Sometimes it’s bad management or poor execution, but more often it’s a simple inability to create a product that people actually want to buy.
And how do you know what people want to buy? You ask them.
Getting customer feedback sounds simple enough, but in practice, getting useful quality feedback from customers can be challenging. I was asked in a recent session I was leading about how to assess customer assessment of their companies performance. We were discussing customer satisfaction, and I asked the class as we were discussing quantifying feedback, “What does an answer of “3” (on a five-point scale) really tell you when question is, “how satisfied were you with your experience?” Is it acceptable, or good, or disastrous. Even if you enhance this by adding some definitions it could be a bit better, but is not sure exactly one unit less than mildly interesting?
Sure, this is better than no feedback at all, but it’s unlikely to help you assess how people feel about your business and I struggle to translate this into actionable insights about how to improve your business.
According to Sean Smith, co-founder of SimpleTiger, there is a simple question that can solve your customer feedback challenges. It’s a trick he picked up from a trip to Disneyland. While on vacation, he writes, he visited a re-creation of the tavern from the movie Beauty and the Beast. After enjoying a brew and a cinnamon roll, he was approached by a smiling clipboard-wielding employee who asked how did you rate your visit with us, Smith gave it a 10 out of 10. So far so good, obviously SMith couldn’t find fault with the service quality- job done, nothing to improve here.
Then our surveyor asked this magical question: “What was less than extraordinary about your experience here?”
Smith thought and commented on how the checkout line could have been speeded up.
But why is such a simple question so good?

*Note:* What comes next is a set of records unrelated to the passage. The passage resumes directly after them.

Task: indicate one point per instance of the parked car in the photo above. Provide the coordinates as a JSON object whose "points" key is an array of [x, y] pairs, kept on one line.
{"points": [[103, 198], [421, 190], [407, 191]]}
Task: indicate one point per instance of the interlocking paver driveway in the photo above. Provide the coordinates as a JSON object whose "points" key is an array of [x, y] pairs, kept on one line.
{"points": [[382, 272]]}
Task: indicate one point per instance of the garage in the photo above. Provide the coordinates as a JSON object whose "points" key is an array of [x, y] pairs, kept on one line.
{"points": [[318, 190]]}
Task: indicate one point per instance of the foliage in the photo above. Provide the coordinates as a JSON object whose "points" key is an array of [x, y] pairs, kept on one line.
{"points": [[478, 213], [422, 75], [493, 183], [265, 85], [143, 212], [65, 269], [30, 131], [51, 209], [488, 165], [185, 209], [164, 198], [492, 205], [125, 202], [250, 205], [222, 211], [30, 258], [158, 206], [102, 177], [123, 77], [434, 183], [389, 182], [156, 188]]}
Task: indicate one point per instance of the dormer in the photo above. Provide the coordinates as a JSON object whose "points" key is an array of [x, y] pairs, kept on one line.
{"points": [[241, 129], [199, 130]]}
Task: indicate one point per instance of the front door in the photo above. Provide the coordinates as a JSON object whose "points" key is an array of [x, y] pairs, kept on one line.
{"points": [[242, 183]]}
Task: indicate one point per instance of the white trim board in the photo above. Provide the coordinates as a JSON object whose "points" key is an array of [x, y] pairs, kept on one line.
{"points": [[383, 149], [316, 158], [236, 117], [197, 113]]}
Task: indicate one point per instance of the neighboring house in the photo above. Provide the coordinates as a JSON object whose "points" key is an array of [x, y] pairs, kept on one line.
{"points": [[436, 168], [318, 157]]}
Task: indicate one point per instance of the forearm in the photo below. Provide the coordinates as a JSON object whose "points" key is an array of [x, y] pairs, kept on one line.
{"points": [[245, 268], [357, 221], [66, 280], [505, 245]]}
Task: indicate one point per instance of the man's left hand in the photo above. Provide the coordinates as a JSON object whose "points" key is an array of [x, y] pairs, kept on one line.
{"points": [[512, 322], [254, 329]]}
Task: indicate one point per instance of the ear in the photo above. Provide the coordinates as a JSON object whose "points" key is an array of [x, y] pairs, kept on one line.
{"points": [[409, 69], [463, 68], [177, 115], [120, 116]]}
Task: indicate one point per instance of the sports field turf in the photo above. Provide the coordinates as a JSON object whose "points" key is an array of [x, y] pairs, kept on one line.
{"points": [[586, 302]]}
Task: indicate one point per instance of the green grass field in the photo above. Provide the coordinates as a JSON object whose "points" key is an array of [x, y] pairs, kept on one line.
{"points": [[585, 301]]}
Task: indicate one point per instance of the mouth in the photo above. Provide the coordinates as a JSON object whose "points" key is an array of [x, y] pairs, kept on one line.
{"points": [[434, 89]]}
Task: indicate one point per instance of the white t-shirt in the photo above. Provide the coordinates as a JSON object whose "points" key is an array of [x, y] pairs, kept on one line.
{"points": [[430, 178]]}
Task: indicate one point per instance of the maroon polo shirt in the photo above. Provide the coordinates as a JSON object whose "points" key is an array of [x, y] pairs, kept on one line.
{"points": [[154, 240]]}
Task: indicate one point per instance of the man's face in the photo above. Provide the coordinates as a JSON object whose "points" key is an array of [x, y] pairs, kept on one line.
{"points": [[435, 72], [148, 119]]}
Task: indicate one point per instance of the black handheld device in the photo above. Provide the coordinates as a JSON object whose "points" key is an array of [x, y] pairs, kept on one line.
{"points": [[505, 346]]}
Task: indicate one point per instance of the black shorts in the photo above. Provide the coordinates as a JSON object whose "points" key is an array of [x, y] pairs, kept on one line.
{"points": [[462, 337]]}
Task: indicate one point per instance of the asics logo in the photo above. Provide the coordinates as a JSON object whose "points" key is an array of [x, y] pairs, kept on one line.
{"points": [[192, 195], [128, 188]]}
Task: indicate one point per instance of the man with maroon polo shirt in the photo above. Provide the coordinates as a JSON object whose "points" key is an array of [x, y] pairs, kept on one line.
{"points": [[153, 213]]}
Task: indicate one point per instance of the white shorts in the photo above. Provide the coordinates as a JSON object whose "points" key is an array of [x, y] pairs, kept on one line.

- Actionable and Specific; the answer is almost guaranteed to be specific and actionable rather than vague and impressionistic. He assessed the service 10 out of 10- but thinking specifically about it, the service wasn’t really 10 out of 10… maybe it was a 9,5!
Smith comments “Had he just asked ‘How’d you like your experience’ I would have simply stated ‘It was great’ and moved on from there. This (question) holds an entirely different connotation, to which I replied with an actual constructive answer.”
- Extraordinary expectations. But that isn’t the only reason this simple question is good. This question tells your customers a lot about your company aspirations. “Not only does it improve your service offering, it shows the expectations of the business as well — that they want to be absolutely extraordinary in everything they do,” Smith explains. “This made me feel better about where I was. It gave me a certain trust value as well, that I know everything is being done to make me have the absolute best time I can for the money I spent.” This was certainly reinforced when the questioner went back inside the “tavern” and had a quick word with the check out staff to speed the line- they took immediate action on the feedback. They are committed to improvement.
Could this question make your customers a little bit happier and your product a little bit better? Why don’t you try it and see.